A couple days ago I found out my mum has cancer. It’s not serious and she’s going to have surgery soon, and then 6 weeks of recovery (either chemo, radiation, or both). I was going to kill myself tomorrow or the day after, but I feel that I need to stay a little longer to help mum get through this. I was feeling… almost at peace that I didn’t have much time left, but now, I’m struggling. I don’t want to go through another 2+ months of this. I’ve made up my mind about doing it and nothing is going to change it. It’s just a matter of time, but I cannot leave my mum when she’s so vulnerable. I really need some help here and I just don’t know what to do. Life is too difficult and I don’t know if I can go on long enough for mum to recover.
7 comments
I am glad to hear the cancer with your mom is treatable. I know it sucks because it now interrupts the plan you had to kill yourself. But when you make plans life would throw in something to change it. Personally it’s happened to me way too many times to be coincidence.
Tell you what….hang in there for your mom sake. If things get bad come on here and rant about it as much as you want. If you want someone to personally talk to, I can give you my e-mail address, and we can find a way to chat.

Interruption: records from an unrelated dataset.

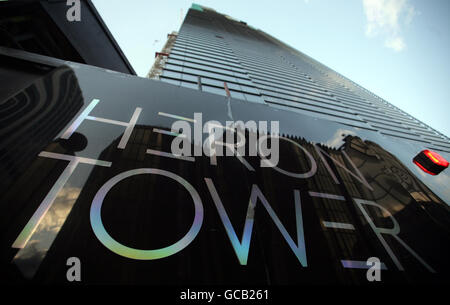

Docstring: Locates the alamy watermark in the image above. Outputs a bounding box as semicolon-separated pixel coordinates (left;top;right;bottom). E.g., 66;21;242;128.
171;113;280;167
366;257;381;282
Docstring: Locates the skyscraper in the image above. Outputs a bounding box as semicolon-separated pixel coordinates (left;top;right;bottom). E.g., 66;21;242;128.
149;4;450;153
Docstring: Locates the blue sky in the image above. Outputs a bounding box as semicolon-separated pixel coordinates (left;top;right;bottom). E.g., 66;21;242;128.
93;0;450;136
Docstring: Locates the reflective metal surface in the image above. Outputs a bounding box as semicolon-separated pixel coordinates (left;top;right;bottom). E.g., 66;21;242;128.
0;51;450;284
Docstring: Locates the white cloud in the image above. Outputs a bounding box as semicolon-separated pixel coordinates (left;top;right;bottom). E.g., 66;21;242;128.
363;0;417;52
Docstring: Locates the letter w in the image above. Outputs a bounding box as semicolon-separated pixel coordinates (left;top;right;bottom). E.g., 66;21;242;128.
205;178;307;267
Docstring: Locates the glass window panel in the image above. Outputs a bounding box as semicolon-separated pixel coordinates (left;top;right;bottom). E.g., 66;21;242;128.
164;64;183;72
202;77;223;87
160;77;180;86
202;85;227;96
182;74;198;83
237;85;258;94
230;91;245;100
244;94;264;103
162;70;181;78
167;58;183;66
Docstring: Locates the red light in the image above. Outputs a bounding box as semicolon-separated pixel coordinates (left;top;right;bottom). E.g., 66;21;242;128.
413;149;449;176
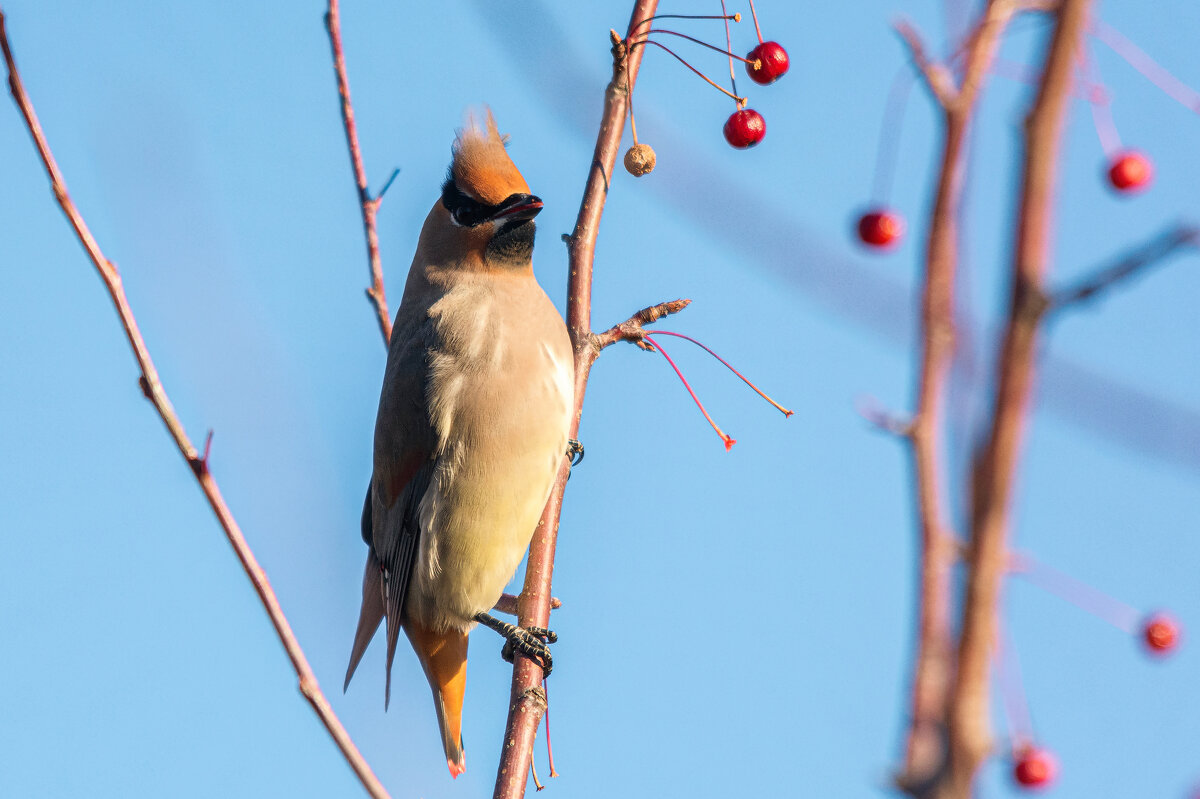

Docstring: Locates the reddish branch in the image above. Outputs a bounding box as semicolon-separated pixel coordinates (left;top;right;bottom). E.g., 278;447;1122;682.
325;0;396;347
493;0;683;799
896;0;1020;794
0;11;388;798
1049;226;1200;311
940;0;1091;797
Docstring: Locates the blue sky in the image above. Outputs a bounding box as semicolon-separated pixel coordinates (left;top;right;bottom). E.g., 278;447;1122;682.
0;0;1200;799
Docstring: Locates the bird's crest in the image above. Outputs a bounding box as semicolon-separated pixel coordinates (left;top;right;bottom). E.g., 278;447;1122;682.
450;108;529;205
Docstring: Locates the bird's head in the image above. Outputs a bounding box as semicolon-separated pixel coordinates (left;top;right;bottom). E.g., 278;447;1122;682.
422;110;541;271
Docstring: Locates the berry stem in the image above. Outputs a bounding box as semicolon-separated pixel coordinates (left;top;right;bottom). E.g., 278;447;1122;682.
654;330;794;419
996;623;1034;752
744;0;762;44
1080;46;1121;158
1009;552;1141;635
625;62;637;148
721;0;742;101
529;757;546;791
1092;20;1200;114
646;330;737;452
629;38;746;107
871;66;913;206
637;28;757;64
630;14;742;35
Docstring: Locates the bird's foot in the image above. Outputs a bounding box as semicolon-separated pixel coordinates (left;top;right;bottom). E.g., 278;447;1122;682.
566;438;583;467
475;613;558;677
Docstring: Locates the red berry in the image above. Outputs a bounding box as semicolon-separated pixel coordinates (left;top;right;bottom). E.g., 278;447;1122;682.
1141;613;1180;655
1013;746;1058;788
1109;150;1154;192
725;108;767;150
858;209;904;247
746;42;788;85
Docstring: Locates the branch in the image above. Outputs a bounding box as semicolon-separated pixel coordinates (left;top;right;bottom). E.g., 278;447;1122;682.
325;0;398;347
493;0;658;799
892;19;959;108
1049;224;1200;311
593;300;691;353
0;11;388;799
895;0;1014;795
947;0;1091;797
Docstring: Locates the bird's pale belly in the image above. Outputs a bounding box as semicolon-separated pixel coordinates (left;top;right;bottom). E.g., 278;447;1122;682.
406;335;570;630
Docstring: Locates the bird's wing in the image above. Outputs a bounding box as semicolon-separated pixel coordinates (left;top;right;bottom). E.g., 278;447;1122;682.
346;313;434;705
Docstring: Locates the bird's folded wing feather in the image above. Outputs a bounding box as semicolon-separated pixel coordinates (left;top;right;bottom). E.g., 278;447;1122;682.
346;308;434;703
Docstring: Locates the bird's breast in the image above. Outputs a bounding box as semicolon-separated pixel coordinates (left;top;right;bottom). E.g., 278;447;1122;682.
414;281;574;624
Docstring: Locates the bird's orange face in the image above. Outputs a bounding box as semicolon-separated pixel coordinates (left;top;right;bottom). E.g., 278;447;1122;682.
428;112;542;274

Life is difficult I am not denying that because it’s the same for me, I could have done away with myself yesterday too, but I have people in my life that need me to take care of them just like your mom needs you at this time.

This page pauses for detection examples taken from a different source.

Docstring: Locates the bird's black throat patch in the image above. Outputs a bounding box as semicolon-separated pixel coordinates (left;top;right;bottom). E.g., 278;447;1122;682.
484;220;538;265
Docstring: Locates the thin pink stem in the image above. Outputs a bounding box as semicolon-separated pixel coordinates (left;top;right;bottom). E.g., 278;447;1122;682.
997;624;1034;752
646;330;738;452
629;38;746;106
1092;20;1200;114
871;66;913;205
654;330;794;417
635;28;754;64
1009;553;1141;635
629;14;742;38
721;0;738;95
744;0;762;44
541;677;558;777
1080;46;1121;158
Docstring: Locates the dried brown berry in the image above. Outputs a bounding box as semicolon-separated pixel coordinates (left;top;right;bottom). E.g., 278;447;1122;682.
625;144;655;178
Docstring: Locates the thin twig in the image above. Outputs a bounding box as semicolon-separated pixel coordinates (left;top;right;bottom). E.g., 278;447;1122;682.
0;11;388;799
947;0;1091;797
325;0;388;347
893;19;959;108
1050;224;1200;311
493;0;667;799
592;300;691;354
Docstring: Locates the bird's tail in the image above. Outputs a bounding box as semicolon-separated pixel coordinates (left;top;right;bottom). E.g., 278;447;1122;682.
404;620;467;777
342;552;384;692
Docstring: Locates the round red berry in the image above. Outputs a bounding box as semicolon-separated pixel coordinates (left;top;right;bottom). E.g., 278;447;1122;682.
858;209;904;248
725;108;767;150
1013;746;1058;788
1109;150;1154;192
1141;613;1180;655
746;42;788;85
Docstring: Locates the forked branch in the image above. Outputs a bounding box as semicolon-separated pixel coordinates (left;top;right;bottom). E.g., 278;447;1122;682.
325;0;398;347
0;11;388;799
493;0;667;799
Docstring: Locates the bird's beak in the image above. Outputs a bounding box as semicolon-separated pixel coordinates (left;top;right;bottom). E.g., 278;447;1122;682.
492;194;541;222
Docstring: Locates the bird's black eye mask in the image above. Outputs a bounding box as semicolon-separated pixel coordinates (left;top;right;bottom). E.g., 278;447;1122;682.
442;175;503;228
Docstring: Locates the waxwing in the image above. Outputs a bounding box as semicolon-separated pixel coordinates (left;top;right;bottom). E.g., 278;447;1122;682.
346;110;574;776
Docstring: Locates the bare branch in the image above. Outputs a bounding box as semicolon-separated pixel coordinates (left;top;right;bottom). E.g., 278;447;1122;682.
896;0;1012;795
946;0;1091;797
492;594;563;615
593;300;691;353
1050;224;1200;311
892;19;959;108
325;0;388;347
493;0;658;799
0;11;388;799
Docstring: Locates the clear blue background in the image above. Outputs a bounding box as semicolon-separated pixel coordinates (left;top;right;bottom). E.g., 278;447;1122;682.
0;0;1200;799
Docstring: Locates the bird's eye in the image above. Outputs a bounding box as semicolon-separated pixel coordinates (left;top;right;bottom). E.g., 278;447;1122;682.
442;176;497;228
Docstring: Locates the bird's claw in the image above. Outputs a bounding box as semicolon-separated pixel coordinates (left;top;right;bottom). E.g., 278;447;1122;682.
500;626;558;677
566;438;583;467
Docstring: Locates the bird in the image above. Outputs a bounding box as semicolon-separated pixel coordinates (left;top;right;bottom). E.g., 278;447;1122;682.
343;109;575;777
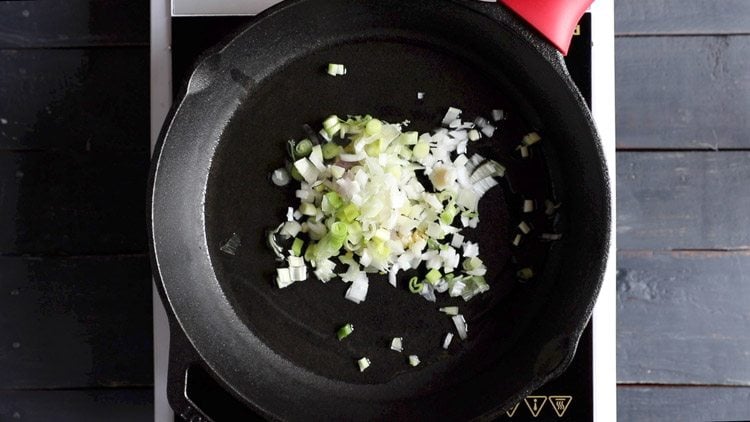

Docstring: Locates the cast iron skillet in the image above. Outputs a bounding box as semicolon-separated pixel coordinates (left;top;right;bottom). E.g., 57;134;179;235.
149;0;610;420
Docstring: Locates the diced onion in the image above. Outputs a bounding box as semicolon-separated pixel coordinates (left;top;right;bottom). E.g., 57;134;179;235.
452;314;469;340
271;168;291;186
443;333;453;350
391;337;404;353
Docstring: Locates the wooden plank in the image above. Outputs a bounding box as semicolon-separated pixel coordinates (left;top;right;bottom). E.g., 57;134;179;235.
0;47;149;152
617;151;750;249
617;251;750;386
617;386;750;422
0;388;154;422
0;0;149;48
0;151;148;255
0;255;153;390
615;0;750;35
615;35;750;149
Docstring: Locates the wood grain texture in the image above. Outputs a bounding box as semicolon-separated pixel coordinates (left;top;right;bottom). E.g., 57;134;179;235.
0;151;148;255
615;35;750;150
0;0;149;48
0;48;149;153
0;388;154;422
617;251;750;386
617;386;750;422
0;256;153;390
615;0;750;35
617;151;750;249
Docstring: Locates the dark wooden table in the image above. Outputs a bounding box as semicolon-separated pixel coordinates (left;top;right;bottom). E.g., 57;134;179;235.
615;0;750;421
0;0;750;421
0;0;153;421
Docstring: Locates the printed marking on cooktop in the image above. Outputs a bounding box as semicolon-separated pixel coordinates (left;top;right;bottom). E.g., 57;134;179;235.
549;396;573;418
523;396;547;418
505;403;521;418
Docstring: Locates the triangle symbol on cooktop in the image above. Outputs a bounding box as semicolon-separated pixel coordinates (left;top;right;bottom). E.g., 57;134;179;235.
549;396;573;418
505;402;521;418
523;396;547;417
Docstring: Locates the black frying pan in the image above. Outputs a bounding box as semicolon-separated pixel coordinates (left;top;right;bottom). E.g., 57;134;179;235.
149;0;610;420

So try to hang in there for as long as she needs to recover, then take it from there.
Your death will make it difficult for her whether you wait or not. I don’t see why timing makes a difference.
Hey darkloner i think i remember you? Your the aussie chick right? I havent seen you on here in ages….. Sorry to hear that your not doin any better and sorry bout your mum 🙁
deadotter – thanks for your support :), I think I’ll take your advice and stay for mum. I don’t post very often, but I come on here every day and read. I’ve been doing that for about a year or so now lol.
crying on the inside – yeah that’s me. thanks :). i hope you’re doing ok, i don’t see that many posts from you either.
I am happy to hear it 🙂 I don’t post often either unless I really can put all my thoughts and emotions into words. I hope your mom’s surgery goes well and she recovers from it. update us from time to time on how she and you are doing ok?
@Darkloner yeah i thought that was you. I was wondering what happened to you. Nah im not really doin ok and im still planning how im gonna exit. I still come on here i just dont post or comment much anymore.
it depends on if you’re close with you mom.
my mom has cancer. for a while now. and she’s gonna get really sick…its gonna be bad. shes gonna need you to take care of her. at least give her that honor.